6. The cache memory of claim 5, wherein the second cache memory stores a larger number of word data of a way which is accessed at a higher frequency in the first cache memory.
7. The cache memory of claim 1, wherein the second cache memory stores at least one word data corresponding to a head address in the cache line of the first cache memory.
8. The cache memory of claim 1, wherein the second cache memory stores, in order of access frequency, word data accessed by a processor at a higher frequency among line data stored in the first cache memory.
9. The cache memory of claim 1, wherein the second cache memory stores, in order of access count number, word data accessed by a processor at a higher access count number among line data stored in the first cache memory.

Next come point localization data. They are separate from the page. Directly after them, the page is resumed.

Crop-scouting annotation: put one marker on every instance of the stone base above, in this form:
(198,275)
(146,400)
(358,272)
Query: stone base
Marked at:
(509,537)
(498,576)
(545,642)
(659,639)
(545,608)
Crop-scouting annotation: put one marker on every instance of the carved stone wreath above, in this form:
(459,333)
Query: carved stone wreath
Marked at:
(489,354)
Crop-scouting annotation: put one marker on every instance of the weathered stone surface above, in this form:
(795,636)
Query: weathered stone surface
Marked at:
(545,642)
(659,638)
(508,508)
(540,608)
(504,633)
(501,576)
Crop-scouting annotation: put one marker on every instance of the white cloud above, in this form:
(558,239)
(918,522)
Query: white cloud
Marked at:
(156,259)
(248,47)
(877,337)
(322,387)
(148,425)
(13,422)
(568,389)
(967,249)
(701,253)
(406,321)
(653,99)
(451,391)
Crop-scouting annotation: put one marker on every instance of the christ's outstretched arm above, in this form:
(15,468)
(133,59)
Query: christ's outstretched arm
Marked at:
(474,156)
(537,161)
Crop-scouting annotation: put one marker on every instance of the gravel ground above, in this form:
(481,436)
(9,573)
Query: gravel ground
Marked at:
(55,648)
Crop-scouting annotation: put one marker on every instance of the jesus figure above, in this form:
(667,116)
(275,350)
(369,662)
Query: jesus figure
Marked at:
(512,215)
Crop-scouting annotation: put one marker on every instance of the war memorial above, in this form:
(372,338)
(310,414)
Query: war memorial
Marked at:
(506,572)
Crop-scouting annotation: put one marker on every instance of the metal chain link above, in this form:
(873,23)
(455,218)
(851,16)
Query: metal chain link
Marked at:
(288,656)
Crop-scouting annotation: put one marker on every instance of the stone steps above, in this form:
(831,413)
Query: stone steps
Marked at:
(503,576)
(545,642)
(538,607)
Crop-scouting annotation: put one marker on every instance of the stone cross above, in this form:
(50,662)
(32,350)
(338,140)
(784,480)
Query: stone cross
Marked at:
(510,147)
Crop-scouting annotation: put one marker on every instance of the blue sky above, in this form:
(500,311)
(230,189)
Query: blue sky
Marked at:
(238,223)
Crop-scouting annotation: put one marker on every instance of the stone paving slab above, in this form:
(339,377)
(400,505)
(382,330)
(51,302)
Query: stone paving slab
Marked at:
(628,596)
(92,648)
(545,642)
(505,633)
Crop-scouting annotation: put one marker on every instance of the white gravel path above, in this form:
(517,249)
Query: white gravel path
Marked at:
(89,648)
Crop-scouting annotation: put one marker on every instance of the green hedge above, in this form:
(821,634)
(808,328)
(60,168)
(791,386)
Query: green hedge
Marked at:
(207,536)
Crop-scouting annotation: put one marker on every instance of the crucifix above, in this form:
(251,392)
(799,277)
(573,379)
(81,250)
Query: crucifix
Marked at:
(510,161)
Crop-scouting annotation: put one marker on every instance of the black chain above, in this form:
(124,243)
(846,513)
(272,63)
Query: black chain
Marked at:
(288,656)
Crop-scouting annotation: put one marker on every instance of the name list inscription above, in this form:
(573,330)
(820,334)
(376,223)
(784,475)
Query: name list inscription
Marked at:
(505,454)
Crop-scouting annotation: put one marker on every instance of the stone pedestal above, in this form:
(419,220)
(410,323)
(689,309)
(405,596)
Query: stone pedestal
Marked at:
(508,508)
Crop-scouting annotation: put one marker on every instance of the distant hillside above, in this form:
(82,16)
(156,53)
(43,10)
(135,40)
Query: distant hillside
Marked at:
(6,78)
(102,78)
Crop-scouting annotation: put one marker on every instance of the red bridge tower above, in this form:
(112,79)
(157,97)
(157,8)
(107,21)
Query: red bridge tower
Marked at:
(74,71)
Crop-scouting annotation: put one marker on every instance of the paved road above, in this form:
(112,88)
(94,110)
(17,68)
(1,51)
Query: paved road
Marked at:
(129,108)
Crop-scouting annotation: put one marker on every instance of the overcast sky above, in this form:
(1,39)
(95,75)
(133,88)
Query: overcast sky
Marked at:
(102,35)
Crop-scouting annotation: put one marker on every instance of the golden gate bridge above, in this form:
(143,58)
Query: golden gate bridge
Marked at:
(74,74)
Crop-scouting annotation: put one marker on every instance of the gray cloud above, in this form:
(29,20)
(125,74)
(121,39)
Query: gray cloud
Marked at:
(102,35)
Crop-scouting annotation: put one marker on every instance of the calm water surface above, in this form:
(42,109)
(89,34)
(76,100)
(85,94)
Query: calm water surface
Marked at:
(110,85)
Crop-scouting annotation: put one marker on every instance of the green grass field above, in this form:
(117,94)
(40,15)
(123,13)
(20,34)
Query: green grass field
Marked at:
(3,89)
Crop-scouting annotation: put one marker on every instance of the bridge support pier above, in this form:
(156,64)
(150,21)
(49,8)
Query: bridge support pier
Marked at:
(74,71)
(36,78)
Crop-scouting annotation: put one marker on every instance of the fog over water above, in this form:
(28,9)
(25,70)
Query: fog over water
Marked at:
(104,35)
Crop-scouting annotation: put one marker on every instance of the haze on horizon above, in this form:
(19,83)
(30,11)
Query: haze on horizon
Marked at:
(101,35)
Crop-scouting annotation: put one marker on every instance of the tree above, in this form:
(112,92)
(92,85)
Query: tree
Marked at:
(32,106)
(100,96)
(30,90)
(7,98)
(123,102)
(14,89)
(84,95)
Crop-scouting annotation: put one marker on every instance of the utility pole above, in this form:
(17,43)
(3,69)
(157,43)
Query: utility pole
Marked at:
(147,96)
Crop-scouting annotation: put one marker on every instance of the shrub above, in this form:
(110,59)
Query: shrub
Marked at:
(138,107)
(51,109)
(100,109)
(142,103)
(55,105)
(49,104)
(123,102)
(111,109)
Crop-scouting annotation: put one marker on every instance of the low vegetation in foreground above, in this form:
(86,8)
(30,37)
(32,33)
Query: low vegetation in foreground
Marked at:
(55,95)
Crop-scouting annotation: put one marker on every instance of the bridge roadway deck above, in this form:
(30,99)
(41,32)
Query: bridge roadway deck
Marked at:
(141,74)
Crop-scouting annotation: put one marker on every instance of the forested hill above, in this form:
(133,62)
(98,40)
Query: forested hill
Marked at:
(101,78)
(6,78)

10. The cache memory of claim 1, wherein the second cache memory comprises a first tag which stores address information of data stored in the first cache memory, wherein an entry of the second cache memory corresponds to an entry of the first tag.
11. The cache memory of claim 10, wherein the second cache memory comprises a second tag which stores identification information for identifying word data stored in the second cache memory.
12. The cache memory of claim 11 further comprising a cache controller to control access to the first and second cache memories, wherein the cache controller accesses in parallel the first tag, the second tag, and word data in the second cache memory, and accesses the first cache memory if there is a cache hit as a result of access to the first tag.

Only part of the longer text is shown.